The headline Purchasing Managers' Index (PMI) rose to 50.4 in October from 49.7 in September, indicating a marginal upturn in the health of the private sector. A PMI reading above 50.0 signals growth, while below that level indicates contraction.
Business activity increased for the second time in three months, driven by rising sales and greater client interest, despite ongoing cash flow challenges and political uncertainty. Employment levels also rose for the first time since July, although the pace of job creation was mild.
"Despite the slight rise in output, many firms continued to struggle with cash flow constraints, tough economic conditions, rising costs and political uncertainty," the survey reported.
Purchasing efforts accelerated, leading to the most significant increase in inventories since August 2023, as firms stocked up in anticipation of new customers. Input cost pressures remained mild, resulting in only a slight rise in average prices charged.

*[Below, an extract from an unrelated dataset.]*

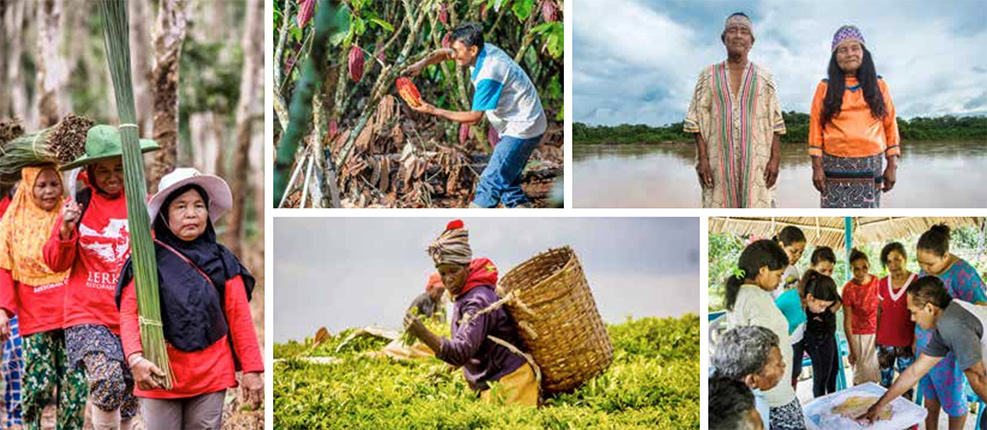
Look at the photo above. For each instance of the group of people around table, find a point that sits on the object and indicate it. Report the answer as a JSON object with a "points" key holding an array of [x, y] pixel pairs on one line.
{"points": [[68, 306], [737, 122], [927, 328]]}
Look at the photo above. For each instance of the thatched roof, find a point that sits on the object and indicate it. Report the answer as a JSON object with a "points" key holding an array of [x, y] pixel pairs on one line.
{"points": [[829, 231]]}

Confidence regarding future activity rose to a four-month high, with firms planning new outlets and investments in products and marketing. However, sentiment remained subdued compared to historical trends.
While input prices rose modestly, driven by higher tax payments and material costs, reduced fuel prices helped keep cost burdens lower than last year. As a result, the increase in selling prices was among the slowest in nearly four years.